La campagne démarre par son Everest en forme de léger dos d'âne. L'Ukraine, adversaire supposée le plus coriace du groupe, en avait pris sept au Stade de France le 7 octobre dernier (7-1). Alors certes, les Ukrainiens, durement frappés par une épidémie de Covid-19 à l'automne, présenteront un autre visage mais les Bleus ont une vraie marge. Le grand danger qui les guette en cette période où championnat, coupes nationales et d'Europe s'enchaînent sans temps mort, c'est l'infernal calendrier. L'Ukraine arrive dès ce mercredi alors que la plupart des cadres ont joué dimanche en championnat. "Certains seront concernés mercredi, d’autres dimanche et puis lors du troisième match, a confié Didier Deschamps mardi. Je n’ai pas à faire des essais ou procéder à des retours. Les mieux disposés à jouer seront sur le terrain."
La deuxième rencontre, prévue à Nur-Sultan au Kazakhstan dimanche (15h00), contre une équipe que les Bleus n'ont jamais affrontée, nécessite un interminable trajet de plus de six heures, avec un décalage horaire de cinq heures, un terrain synthétique à l'arrivée et des températures négatives attendues. "Un périple", de l'aveu même de Deschamps. Et c'est en Bosnie qu'il s'achèvera trois jours plus tard au terme d'une semaine internationale d'une rare densité.

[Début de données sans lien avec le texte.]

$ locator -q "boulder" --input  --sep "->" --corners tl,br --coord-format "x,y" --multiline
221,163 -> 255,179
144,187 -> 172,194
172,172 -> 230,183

Olivier Giroud en discussions avec Didier Deschamps lors de France-Ukraine.

Crédit: Getty Images

Des victoires… et un élan

Alors que faut-il attendre de ces trois matches ? Trois victoires au minimum, bien sûr. Les Bleus ont suffisamment de certitudes et d'avance sur leurs concurrents pour se remettre du calendrier démentiel. Des succès donc et un élan. Une dynamique qui doit les mener à juin avec les idées claires. Jusque-là, le sacre russe a plutôt été bien digéré et la démonstration de Lisbonne (victoire 0-1 face au Portugal) a rappelé que Deschamps et ses hommes demeuraient les grands favoris de l'Euro à venir.
Il ne s'agirait pas d'abîmer ce statut à trois mois de son coup d'envoi. Aujourd'hui, tout semble en place. Ce triple rendez-vous ne devrait pas, sauf immense surprise, remettre en cause un onze-type dans lequel Presnel Kimpembe et Adrien Rabiot ont remplacé Samuel Umtiti (puis Clément Lenglet) et Blaise Matuidi dans 4-4-2 redevenu référence. Deschamps aura beau dire le contraire, l'attention se concentre davantage sur la liste de l'Euro que sur les éliminatoires d'une lointaine Coupe du monde. Il a sans doute une petite vingtaine de noms en tête, il reste à définir les contours de la liste à son extrémité.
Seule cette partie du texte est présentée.